Travailler son piano quand on a des voisins
3 octobre 2008 | La vie du pianiste | Pas de Commentaire | Par Pierre-Arnaud
C’est un sujet qui passionne tous les pianistes: comment travailler chez soi quand on a des voisins? Une question qui reste épineuse, surtout dans le cas des professionnels.
Je touche du bois, je n’ai jamais eu de réels problèmes avec mes voisins au sujet du dérangement causé par le piano. Mais il est vrai qu’entendre un pianiste travailler plusieurs heures par jour a de quoi rendre fou, amoureux de la musique ou pas. J’ai eu vent de beaucoup d’histoires relatives au bruit causé par notre instrument (quoique les cuivres soient encore plus mal lotis). Le plus souvent, elles se sont mal terminées, si j’en crois les personnes qui me les ont rapportées.

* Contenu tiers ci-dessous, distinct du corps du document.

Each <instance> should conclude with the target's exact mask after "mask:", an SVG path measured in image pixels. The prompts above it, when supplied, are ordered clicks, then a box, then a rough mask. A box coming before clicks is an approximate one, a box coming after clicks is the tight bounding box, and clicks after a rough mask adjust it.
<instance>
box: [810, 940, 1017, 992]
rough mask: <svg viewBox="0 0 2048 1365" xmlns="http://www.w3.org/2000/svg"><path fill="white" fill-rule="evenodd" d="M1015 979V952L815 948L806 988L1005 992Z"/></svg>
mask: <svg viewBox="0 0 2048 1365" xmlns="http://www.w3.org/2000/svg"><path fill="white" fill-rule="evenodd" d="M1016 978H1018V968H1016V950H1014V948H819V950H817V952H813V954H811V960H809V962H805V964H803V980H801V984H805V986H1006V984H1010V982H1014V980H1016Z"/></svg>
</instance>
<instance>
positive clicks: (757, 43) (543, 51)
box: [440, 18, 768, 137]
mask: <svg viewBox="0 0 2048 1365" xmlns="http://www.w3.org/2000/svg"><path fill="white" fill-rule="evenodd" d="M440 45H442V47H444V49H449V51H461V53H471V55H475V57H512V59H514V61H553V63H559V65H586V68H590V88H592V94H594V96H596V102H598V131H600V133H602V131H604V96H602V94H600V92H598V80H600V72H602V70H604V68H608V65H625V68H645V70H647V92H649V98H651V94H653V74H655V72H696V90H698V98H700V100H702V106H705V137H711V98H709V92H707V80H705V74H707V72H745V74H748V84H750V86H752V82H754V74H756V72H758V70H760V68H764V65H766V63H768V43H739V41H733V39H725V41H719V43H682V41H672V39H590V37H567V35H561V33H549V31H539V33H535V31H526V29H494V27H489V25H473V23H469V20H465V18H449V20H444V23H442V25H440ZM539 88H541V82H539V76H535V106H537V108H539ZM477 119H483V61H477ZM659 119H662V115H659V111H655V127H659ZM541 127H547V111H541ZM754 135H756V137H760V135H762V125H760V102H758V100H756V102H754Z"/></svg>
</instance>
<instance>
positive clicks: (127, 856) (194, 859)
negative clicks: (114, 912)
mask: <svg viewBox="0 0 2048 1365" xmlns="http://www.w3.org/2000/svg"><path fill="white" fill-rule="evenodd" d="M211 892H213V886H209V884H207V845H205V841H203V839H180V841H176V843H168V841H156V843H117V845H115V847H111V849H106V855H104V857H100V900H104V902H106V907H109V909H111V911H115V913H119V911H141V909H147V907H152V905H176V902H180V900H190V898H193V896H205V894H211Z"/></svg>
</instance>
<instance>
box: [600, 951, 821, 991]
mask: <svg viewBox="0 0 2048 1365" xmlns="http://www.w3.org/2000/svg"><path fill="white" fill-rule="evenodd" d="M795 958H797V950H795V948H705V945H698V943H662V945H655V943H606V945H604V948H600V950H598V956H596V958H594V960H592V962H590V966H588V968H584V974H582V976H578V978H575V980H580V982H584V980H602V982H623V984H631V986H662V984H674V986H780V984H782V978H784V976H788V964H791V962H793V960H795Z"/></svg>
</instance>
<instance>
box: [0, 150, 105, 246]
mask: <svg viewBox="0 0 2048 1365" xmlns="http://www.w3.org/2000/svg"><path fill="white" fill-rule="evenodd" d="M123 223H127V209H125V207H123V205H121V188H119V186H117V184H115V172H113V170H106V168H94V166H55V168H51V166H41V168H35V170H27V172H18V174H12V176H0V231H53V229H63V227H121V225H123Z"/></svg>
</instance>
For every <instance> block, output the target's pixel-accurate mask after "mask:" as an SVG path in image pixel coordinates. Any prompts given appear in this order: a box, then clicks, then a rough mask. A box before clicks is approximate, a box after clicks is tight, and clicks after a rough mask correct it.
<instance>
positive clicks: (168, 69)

Pourtant les juges peuvent être conciliants, la preuve: dans un arrêt du tribunal d’instance de Paris datant du 3 décembre 1992, le fait que le niveau sonore de l’instrument ne dépasse pas celui qui serait provoqué par des rires a suffi aux juges pour se prononcer contre le trouble de voisinage, estimant que la vie en collectivité suppose une certaine tolérance au regard de certains bruits qui sont inévitables.
Alors quelles solutions pouvons-nous trouver?
Malheureusement, peu de solutions existent. Insonoriser un appartement est un investissement beaucoup trop coûteux. Les cabines accoustiques me direz-vous? Peu fabriquées, je n’ai jamais testé. Ce n’est pas donné non plus. Le système D avec un isolant sous les pieds, des couvertures sur le piano ou je ne sais quoi. Franchement est-ce vraiment efficace quand on a des problèmes avec ses voisins? Je n’en suis pas certain.
Il semblerait que la meilleure solution, en tous cas pour un amateur, soit le système silent. Relativement peu cher, installé d’origine ou monté a postériori, c’est indiscutablement le meilleur rapport qualité-prix. Par contre attention aux résultats, on ne retrouve pas forcément toutes les possibilités sonores offertes par le piano, mais si on ne peut pas faire autrement, c’est toujours mieux que rien.
De plus en plus de pros optent pour une solution beaucoup plus onéreuse: acheter un local moins exposé qu’un appartement comme une arrière-boutique ou un garage qu’ils transforment en atelier de musique. L’idée n’est pas mauvaise et permet d’utiliser pleinement son piano, si toutefois on a bien pris garde de ne pas avoir de voisinage direct susceptible de se plaindre.
Moralité, dur, dur la vie de pianiste, surtout pour les voisins! Et vous quelles solutions avez-vous trouvées pour ne pas déranger vos voisins?